I am new to Java 8 and trying a requirement on Streams. I have a csv file with thousands of recods my csv format is
DepId,GrpId,EmpId,DepLocation,NoofEmployees,EmpType === D100,CB,244340,USA,1000,Contract D101,CB,543126,USA,1900,Permanent D101,CB,356147,USA,1800,Contract D100,DB,244896,HK,500,SemiContract D100,DB,543378,HK,100,Permanent
My requirement is to filter the records with two conditions a) EmpId starts with "244" or EmpId starts with "543" b) EmpType is "Contract" and "Permanent"
I tried below
try (Stream<String> stream = Files.lines(Paths.get(fileAbsolutePath))) {
list = stream
.filter(line -> line.contains("244") || line.contains("543"))

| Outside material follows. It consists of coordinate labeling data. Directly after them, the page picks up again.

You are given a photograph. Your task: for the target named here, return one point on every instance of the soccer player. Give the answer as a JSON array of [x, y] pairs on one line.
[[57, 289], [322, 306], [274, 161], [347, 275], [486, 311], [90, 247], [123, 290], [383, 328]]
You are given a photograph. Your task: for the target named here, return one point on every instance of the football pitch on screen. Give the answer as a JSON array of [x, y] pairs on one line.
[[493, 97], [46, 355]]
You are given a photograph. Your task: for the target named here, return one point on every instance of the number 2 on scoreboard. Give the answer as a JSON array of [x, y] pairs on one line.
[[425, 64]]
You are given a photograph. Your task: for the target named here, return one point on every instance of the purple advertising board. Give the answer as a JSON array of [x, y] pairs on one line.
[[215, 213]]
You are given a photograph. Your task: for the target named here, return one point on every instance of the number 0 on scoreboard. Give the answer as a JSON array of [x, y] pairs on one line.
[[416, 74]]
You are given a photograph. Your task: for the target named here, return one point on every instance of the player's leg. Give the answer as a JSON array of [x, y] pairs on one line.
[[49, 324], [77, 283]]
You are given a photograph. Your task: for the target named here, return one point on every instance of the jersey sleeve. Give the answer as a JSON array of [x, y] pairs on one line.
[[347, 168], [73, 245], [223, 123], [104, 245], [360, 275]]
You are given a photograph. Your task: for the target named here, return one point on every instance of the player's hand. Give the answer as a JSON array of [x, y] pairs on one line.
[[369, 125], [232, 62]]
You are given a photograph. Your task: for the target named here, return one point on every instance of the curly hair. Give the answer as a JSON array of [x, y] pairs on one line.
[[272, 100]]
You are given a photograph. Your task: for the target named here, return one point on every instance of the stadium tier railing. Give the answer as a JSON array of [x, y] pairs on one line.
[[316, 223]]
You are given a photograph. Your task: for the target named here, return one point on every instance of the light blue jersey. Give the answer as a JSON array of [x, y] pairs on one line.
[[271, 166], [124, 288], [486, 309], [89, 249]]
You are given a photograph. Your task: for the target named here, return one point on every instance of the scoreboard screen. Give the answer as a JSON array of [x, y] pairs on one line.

.collect(Collectors.toList());
}
It is filtering the employees based on 244 and 543 but my concern is since i am using contains it might fetch other data also i.e. it will fetch the data not only from EmpId column but also from other columns(other columns might also have data starting with these numbers)
similarly to incorporate EmpType as i am reading line by line there is no way for me to enforce that EmpType should be in "Permanent" and "Contract"
Am i missing any advanced options??
You can do it like so,
Pattern comma = Pattern.compile(",");
Pattern empNum = Pattern.compile("(244|543)\\d+");
Pattern empType = Pattern.compile("(Contract|Permanent)");
try (Stream<String> stream = Files.lines(Paths.get("C:\\data\\sample.txt"))) {
List<String> result = stream.skip(2).map(l -> comma.split(l))
.filter(s -> empNum.matcher(s[2]).matches())
.filter(s -> empType.matcher(s[5]).matches())
.map(s -> Arrays.stream(s).collect(Collectors.joining(",")))
.collect(Collectors.toList());
System.out.println(result);
} catch (IOException e) {
e.printStackTrace();
}
First read the file and skip 2 header lines. Then split it using the ,
character. Filter it out using EmpId
and EmpType
. Next, merge the tokens back again to form the line, and finally collect each line into a List
.